NeurIPS 2020

One-sample Guided Object Representation Disassembling

Review 1

Summary and Contributions: This work proposes a novel scheme to `disassemble' features of an object in an image. To this end, the authors propose to combine a supervised module and an unsupervised module to carry out the disassembling between the object and the background. In the supervised module, the one sample teaches the network to disassemble features of the foreground object from the background. In the unsupervised module, the authors adopt a dual-swapping strategy and a fuzzy classification. Specifically, the fuzzy classification loss constrains the predicted probability to produce only one peaky response across all classes. The author also come up with two metrics to evaluate the performance of the disassembling. The proposed approach works consistently well on four datasets.

Strengths: 1) In my opinion, such a disassembling task using only one sample is novel. The problem setup is practical and may potentially benefit some real-world applications. 2) The fuzzy classification loss is innovative. It is designed for constraining the predicted probability to respond to only one class, in which way self-supervised information for the unlabeled samples is generated. 3) The authors propose two new metrics to evaluate disassembling performance, making the study on the disassembling task thorough and systematic. 4) The authors have released their code, making the result-reproducing effortless.

Weaknesses: 1) More analyses should be given on the performance vs. the length of the representation, which to me seems an important contribution. Does the proposed method lead to stable results with different representation lengths in all datasets? Also, is there a common set of balance parameters for different methods? 2) What will happen if the image contains more than two types of objects? Will the method still work? Discussions should be provided. 3) What is the exact goal of the dual-swap step? Why a dual step is necessary? This should be clarified. 4) How many supervised samples are used in the DSD method? Why are the reconstructed results of MONet [6] and IODINE [12] different from the other methods? Please elaborate.

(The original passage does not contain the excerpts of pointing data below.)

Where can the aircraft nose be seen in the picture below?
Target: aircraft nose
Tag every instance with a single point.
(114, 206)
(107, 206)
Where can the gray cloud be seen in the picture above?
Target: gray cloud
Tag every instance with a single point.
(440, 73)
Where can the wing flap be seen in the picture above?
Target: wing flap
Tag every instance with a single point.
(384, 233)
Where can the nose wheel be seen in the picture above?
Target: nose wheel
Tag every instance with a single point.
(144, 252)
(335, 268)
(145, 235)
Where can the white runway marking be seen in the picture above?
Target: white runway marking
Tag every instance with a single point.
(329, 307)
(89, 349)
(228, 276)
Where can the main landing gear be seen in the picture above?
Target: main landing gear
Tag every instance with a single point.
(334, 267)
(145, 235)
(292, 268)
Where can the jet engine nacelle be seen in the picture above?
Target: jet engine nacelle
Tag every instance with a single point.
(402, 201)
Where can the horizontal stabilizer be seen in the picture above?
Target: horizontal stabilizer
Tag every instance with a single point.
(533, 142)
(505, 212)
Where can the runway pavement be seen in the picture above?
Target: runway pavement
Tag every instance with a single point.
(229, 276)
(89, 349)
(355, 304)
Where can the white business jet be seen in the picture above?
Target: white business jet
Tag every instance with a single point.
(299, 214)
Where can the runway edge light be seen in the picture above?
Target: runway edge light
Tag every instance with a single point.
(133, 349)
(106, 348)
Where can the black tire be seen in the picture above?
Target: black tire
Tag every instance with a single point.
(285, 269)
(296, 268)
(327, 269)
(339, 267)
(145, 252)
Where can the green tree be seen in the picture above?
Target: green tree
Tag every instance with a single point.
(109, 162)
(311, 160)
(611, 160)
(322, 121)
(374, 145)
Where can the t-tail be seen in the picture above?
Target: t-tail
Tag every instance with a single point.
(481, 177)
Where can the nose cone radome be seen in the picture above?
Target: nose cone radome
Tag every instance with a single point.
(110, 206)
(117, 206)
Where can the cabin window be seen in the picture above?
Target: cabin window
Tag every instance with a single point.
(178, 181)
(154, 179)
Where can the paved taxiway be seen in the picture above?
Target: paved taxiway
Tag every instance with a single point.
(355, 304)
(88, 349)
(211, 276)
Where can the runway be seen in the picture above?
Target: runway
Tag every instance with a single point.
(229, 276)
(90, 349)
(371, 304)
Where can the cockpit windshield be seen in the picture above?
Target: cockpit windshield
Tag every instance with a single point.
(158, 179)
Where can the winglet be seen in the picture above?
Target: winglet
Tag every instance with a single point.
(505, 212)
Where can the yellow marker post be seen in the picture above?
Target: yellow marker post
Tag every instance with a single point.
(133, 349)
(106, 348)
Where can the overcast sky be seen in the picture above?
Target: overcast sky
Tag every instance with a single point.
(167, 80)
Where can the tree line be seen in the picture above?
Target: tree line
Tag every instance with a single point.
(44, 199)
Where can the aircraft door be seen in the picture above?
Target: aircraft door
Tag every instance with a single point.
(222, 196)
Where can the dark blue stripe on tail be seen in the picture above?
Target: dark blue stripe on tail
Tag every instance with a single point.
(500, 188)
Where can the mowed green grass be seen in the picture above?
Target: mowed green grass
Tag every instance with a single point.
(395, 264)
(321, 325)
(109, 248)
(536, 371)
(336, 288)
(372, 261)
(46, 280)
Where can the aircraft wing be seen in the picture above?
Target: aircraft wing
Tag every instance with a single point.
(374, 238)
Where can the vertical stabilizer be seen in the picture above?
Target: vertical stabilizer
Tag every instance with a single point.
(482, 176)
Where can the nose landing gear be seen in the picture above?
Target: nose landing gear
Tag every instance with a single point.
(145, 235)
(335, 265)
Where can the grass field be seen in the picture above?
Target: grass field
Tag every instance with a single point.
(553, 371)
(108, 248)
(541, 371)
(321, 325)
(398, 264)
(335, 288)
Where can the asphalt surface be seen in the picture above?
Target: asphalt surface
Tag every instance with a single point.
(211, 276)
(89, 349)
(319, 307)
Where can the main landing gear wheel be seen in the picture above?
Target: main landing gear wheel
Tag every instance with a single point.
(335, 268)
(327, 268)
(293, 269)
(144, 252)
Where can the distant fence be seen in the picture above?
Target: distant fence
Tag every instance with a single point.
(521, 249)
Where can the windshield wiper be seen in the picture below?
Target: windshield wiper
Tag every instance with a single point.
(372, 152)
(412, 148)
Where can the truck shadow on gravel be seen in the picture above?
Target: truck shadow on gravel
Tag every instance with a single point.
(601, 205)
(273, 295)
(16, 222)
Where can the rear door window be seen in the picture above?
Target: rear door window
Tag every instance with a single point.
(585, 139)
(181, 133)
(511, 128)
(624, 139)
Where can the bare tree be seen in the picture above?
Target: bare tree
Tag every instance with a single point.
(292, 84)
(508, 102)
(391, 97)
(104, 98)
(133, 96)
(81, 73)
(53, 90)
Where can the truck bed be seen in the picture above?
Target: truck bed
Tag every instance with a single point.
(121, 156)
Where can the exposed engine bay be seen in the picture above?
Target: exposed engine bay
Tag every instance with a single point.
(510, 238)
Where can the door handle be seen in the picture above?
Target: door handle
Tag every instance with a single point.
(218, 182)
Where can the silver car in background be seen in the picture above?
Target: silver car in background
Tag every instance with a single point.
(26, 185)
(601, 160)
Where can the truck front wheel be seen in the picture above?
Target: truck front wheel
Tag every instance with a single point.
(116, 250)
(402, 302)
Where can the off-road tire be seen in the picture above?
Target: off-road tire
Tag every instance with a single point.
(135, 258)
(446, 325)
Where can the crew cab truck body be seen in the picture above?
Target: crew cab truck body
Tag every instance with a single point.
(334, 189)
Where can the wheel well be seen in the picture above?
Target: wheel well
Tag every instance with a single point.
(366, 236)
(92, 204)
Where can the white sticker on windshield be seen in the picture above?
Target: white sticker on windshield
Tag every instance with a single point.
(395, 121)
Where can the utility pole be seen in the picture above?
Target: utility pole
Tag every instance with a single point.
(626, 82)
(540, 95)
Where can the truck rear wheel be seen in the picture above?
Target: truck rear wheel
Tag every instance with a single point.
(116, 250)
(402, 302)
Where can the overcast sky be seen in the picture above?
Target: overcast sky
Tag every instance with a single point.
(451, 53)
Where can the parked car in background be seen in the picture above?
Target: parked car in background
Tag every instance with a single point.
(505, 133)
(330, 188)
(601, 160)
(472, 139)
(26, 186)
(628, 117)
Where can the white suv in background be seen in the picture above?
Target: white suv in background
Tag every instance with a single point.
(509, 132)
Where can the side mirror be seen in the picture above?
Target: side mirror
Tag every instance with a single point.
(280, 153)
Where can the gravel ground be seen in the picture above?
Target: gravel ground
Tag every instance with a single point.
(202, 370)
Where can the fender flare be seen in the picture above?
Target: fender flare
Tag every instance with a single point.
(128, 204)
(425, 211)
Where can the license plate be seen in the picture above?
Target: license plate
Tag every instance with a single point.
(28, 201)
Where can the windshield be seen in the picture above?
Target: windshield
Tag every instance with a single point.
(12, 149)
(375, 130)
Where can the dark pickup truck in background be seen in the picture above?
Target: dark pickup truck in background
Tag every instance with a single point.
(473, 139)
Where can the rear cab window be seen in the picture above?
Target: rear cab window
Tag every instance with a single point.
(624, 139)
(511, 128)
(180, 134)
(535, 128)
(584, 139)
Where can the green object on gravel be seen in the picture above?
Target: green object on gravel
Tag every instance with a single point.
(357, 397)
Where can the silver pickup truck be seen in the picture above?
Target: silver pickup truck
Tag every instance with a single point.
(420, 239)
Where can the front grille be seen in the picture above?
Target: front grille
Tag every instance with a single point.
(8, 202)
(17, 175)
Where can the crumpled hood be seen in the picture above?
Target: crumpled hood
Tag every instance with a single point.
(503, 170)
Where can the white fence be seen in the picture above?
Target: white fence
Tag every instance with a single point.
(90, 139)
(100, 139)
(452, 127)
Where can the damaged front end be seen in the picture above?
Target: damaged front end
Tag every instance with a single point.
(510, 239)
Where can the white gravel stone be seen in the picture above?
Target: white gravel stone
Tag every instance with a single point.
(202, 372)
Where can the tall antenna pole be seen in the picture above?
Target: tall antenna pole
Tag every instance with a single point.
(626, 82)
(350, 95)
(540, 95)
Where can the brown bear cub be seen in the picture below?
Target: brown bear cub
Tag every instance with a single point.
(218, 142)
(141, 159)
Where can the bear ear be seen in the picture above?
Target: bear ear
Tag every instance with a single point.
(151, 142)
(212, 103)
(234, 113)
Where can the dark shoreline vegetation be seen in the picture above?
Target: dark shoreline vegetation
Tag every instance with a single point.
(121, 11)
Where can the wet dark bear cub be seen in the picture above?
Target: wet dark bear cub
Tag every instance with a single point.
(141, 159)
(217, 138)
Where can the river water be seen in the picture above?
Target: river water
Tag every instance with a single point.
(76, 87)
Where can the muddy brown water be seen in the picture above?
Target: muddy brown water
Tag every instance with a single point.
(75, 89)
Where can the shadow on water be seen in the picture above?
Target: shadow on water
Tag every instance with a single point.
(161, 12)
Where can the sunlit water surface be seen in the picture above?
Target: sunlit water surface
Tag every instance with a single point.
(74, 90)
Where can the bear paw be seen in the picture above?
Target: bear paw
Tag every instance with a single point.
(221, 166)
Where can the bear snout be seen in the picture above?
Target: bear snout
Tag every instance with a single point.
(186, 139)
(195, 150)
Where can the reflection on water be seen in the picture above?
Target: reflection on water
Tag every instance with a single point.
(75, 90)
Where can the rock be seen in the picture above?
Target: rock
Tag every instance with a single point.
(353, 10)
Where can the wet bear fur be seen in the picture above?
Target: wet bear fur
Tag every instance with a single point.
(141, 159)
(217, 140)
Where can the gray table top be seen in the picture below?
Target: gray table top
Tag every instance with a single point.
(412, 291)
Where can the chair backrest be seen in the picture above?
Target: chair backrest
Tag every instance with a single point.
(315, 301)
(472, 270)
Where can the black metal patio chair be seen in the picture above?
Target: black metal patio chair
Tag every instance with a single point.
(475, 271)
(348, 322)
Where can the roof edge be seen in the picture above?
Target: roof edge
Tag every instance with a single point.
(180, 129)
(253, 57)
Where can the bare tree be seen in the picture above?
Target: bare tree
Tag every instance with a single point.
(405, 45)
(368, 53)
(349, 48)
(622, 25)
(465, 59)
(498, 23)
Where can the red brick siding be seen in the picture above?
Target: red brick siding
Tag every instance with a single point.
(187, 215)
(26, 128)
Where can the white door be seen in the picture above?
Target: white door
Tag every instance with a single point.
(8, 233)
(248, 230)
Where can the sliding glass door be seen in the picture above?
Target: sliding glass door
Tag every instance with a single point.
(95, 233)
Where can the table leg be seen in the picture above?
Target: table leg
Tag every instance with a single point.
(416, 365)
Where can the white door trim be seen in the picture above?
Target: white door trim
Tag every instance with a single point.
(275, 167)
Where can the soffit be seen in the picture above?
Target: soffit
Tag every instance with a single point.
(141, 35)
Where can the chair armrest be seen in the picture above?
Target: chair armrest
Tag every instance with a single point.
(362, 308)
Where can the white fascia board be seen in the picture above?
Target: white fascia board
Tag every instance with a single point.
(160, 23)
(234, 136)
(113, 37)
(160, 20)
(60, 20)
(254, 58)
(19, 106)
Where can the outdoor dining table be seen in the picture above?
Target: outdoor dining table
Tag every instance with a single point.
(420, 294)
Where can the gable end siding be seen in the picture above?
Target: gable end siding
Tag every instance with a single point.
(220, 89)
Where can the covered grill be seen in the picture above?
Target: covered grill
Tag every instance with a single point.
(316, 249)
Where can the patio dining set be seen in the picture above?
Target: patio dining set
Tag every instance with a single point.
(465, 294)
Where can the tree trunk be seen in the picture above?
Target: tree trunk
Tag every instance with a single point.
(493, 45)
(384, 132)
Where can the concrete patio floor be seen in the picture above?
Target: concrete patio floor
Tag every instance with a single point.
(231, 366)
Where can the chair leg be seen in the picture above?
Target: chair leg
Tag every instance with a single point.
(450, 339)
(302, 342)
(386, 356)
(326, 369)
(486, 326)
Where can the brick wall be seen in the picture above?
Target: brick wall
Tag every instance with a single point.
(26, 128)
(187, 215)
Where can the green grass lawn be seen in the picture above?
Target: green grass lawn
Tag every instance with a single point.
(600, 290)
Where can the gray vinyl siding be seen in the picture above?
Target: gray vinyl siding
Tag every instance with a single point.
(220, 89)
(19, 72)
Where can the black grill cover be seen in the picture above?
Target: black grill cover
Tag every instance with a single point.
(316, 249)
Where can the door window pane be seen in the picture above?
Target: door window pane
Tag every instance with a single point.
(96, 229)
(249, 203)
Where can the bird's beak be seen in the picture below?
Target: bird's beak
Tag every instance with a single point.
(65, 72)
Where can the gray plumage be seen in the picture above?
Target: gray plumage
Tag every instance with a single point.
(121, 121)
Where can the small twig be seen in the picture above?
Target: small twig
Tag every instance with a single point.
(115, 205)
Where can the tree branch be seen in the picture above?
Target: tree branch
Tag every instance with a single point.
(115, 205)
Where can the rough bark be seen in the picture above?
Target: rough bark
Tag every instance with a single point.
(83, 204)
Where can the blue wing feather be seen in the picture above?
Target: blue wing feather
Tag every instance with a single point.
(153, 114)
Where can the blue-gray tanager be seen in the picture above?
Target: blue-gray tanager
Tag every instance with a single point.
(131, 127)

Correctness: Yes, I think they are correct.

Clarity: Overall, this paper is well written and easy to follow. Yet, I suggest the authors carefully proofread this submission, some typos need to be revised. For examples: Line 4, "unsupervised methods can't .." -> "unsupervised methods cannot ..." Line 62, "Meanwhile, We ..." -> "Meanwhile, we ...".

Relation to Prior Work: Yes, it is clearly discussed.

Reproducibility: Yes

Additional Feedback: [After Rebuttal] After carefully read all reviews and the authors' feedback, I still incline towards acceptance. The authors' feedback basically solves all of my concerns. I still think the authors made a good attempt on representation learning. It may inspire related researches in our community. In addition, for learning disentangled and here proposed 'disassembling' representations from real-world data, we still have a long way to go. Therefore, I hope the authors would include more discussions that appear in their rebuttal in the final (or next) version, such as the limitations in the current stage. It would benefit future studies. Finally, I would like to adjust my score to 8. ----------------------------------------------------------------------------------- 1) In the experiments, the author mentioned that ‘We sample 5 kinds of representation length ({10; 20; 30; 40; 50}) and test all methods in those length setting.’ Again, as mentioned in the Weakness, how does the representation length influence disassembling, and how are such lengths set? 2) Why do the authors choose a two-layer MLP with 20 neurons as the classifier? Does the choice of the classifier affect the performance of the object representation disassembling?

Review 2

Summary and Contributions: The paper outlines a framework for learning to separate single objects from their backgrounds in natural images, and representing those elements in distinct parts of a latent space (which the authors refer to as representation disassembling). This is learned in a semi-supervised setting which requires only single annotated examples from each object category in the dataset. To encourage completeness of the representations, the framework requires reconstructing the pixels from the representations, and that object category can be decoded from the representations on the annotated examples. The framework makes more use from the limited amount of annotated data by augmentation. A key part of this uses the spatial mask in the annotations that separates the object from its background to switch background and objects between (annotated) examples. In addition to the standard reconstruction and classification objectives, the model is trained under a range of additional constraints which encourage the object and background to be encoded in separate parts of the model's latent space. These involve swapping the parts of the representation between pairs of data examples combined with corresponding swaps in the data using the available annotations. The authors present results on a variety of datasets that feature natural images and the required augmentations (such as COCO and CIFAR-10), with both qualitative and quantitive evaluations, comparisons with baselines and model ablations. They also demonstrate uses of their representations for an image editing task, and boosting classifier performance.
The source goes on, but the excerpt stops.